In the log specified before running the restoration command, you can get the statistical information of the restoration operation from this log. Search "summary" in this log, you can see the following information:

["Table Restore summary: total restore tables: 1, total success: 1, total failed: 0, total take(s): 908.42, total kv: 5659888624, total size(MB): 353227.18, avg speed(MB/s): 388.84"] ["restore files"=9263] ["restore ranges"=6888] ["split region"=58.7885518s] ["restore checksum"=6m19.349067937s]

The preceding log includes the following information:

  • total take(s): The restoration duration
  • total size(MB): The data size
  • avg speed(MB/s): The restoration throughput
  • split region: The region split duration
  • restore checksum: The restoration checksum duration

From the preceding information, the following items can be calculated:

  • The throughput of a single TiKV instance: avg speed(MB/s)/tikv_count = 97.2
  • The average restoration speed of a single TiKV instance: total size(MB)/(split time + restore time)/tikv_count = 92.4

Error handling during backup

This section introduces the common errors that might occur during the backup process.

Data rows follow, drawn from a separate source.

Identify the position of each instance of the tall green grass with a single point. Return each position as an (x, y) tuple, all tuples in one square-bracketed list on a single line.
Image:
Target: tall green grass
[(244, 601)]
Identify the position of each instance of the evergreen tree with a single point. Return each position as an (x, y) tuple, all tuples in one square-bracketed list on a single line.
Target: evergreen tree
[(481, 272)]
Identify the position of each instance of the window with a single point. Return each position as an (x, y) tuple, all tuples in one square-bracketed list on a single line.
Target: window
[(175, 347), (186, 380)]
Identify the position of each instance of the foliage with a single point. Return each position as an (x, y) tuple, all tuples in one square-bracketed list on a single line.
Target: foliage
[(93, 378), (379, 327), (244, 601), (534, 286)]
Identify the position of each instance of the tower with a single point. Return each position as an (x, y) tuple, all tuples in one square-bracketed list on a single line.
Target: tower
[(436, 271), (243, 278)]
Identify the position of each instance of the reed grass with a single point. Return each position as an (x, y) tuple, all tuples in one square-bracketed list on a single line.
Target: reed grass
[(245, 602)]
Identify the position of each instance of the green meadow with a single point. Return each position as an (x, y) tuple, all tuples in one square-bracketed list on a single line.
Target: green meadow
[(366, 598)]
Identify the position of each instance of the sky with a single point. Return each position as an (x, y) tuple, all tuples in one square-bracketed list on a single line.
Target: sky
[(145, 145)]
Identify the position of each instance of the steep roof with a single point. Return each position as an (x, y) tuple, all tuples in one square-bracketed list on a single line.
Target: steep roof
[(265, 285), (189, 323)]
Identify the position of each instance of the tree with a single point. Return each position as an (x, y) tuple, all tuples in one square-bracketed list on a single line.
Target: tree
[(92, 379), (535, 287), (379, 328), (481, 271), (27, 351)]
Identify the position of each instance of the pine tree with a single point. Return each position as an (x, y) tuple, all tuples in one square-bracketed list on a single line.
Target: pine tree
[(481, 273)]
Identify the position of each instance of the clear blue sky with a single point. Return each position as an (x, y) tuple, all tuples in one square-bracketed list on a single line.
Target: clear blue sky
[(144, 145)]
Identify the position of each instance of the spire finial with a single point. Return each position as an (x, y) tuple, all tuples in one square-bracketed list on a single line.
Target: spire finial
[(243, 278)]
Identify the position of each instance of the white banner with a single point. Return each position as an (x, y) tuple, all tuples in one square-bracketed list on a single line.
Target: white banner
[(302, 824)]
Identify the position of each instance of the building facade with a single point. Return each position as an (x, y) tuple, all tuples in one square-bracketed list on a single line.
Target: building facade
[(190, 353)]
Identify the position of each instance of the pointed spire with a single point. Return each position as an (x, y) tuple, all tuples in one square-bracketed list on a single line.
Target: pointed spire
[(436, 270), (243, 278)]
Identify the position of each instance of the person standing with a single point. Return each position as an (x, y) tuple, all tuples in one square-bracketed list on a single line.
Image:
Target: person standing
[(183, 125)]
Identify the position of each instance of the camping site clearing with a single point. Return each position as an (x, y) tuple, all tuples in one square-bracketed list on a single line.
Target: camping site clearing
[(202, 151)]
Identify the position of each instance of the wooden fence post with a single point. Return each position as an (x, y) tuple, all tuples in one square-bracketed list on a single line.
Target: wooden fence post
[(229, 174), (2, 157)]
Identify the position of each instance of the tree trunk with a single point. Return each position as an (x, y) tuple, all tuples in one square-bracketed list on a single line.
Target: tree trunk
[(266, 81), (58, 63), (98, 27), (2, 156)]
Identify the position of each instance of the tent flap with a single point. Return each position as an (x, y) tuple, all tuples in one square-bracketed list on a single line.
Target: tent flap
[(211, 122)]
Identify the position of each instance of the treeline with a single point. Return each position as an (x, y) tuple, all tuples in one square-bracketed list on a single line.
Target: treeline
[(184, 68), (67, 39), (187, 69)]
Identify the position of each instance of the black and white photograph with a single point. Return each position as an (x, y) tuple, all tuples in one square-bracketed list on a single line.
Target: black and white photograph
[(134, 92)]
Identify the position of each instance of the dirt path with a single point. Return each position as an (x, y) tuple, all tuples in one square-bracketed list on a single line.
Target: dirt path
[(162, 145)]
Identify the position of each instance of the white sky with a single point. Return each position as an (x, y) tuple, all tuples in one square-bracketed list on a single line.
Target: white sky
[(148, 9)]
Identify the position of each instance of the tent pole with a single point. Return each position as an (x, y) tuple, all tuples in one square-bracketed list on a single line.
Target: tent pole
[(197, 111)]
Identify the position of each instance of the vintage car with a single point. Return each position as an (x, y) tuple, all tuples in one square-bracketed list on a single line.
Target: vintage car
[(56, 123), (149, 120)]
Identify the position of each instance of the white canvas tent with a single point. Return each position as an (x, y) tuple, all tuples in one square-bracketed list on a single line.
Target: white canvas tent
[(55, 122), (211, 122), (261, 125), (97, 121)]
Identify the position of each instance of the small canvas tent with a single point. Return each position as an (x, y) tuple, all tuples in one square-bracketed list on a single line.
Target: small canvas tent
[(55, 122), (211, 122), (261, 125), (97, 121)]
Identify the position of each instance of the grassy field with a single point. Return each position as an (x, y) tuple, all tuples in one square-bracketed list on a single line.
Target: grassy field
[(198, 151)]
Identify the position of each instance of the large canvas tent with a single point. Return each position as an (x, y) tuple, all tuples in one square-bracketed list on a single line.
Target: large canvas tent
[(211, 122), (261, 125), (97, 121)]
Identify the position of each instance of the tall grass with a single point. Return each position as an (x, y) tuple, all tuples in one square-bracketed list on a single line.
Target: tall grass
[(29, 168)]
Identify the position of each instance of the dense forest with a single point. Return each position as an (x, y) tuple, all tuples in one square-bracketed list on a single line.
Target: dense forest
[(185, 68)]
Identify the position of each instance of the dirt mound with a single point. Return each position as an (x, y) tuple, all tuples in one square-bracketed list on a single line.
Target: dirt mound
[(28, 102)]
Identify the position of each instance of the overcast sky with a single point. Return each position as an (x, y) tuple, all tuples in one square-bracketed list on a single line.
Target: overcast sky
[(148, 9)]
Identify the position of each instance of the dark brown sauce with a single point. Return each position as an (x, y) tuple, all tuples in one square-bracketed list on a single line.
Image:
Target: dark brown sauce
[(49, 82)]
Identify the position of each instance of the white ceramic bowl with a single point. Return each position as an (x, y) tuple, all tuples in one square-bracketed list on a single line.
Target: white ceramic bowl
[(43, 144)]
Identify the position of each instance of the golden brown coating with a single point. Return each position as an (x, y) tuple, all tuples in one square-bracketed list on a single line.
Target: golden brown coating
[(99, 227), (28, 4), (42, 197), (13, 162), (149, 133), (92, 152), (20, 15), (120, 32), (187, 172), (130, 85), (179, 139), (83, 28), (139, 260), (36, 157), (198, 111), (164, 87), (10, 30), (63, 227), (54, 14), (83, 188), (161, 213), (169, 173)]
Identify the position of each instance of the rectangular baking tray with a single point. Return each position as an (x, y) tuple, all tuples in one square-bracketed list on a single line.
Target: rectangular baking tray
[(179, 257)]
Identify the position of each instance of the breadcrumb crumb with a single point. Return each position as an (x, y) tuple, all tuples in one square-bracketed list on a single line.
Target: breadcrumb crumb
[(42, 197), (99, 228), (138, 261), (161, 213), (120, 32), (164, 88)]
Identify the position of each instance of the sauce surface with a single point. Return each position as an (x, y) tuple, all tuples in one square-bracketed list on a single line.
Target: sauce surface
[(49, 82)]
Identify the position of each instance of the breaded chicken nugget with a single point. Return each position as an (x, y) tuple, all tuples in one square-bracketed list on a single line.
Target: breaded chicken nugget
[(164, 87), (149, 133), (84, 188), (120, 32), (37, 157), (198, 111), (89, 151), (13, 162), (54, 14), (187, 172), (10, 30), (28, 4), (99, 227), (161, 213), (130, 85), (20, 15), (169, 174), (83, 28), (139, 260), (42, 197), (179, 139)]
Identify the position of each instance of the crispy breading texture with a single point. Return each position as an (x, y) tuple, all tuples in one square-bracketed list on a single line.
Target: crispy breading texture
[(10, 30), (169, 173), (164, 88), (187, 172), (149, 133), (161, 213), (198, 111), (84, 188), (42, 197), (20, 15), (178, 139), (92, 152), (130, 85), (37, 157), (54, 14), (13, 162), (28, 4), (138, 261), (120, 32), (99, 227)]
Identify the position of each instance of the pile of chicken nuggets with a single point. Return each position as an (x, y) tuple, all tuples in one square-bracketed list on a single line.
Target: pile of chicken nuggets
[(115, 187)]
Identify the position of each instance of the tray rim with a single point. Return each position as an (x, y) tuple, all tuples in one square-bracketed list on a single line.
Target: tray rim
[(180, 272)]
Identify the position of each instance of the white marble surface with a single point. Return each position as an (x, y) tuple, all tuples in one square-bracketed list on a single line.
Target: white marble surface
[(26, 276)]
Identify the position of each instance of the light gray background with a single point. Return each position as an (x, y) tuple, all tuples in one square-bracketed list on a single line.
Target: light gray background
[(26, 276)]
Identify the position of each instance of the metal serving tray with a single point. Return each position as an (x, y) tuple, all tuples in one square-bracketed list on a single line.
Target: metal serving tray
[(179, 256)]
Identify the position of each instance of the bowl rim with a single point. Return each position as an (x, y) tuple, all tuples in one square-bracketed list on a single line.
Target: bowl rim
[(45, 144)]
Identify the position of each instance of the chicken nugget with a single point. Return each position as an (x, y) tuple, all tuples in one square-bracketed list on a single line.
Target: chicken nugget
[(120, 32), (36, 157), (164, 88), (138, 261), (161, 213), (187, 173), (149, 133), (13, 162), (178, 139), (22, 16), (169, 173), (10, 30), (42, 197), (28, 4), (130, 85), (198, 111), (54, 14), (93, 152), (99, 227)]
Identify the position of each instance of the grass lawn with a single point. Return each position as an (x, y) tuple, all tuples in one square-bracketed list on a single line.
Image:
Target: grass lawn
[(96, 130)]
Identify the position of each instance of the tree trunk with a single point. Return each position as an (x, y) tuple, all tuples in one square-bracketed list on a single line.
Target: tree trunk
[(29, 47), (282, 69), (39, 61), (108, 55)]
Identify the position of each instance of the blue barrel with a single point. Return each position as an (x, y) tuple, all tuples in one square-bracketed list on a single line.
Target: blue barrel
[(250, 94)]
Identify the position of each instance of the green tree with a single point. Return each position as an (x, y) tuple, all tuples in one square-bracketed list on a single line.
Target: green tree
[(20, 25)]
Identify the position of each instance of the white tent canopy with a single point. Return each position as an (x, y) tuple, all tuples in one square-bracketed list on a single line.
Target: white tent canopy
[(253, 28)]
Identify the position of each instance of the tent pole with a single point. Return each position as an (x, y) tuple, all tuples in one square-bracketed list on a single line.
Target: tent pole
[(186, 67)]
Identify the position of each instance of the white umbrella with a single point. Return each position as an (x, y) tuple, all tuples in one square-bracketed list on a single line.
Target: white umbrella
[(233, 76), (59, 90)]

key locked Error in the backup log

Error message in the log: log - ["backup occur kv error"][error="{\"KvError\":{\"locked\":

If a key is locked during the backup process, BR tries to resolve the lock. A small number of this error do not affect the correctness of the backup.

Backup failure

Error message in the log: log - Error: msg:"Io(Custom { kind: AlreadyExists, error: \"[5_5359_42_123_default.sst] is already exists in /dir/backup_local/\" })"

If the backup operation fails and the preceding message occurs, perform one of the following operations and then start the backup operation again:

  • Change the directory for the backup. For example, change /dir/backup-2020-01-01/ to /dir/backup_local/.
  • Delete the backup directory of all TiKV nodes and BR nodes.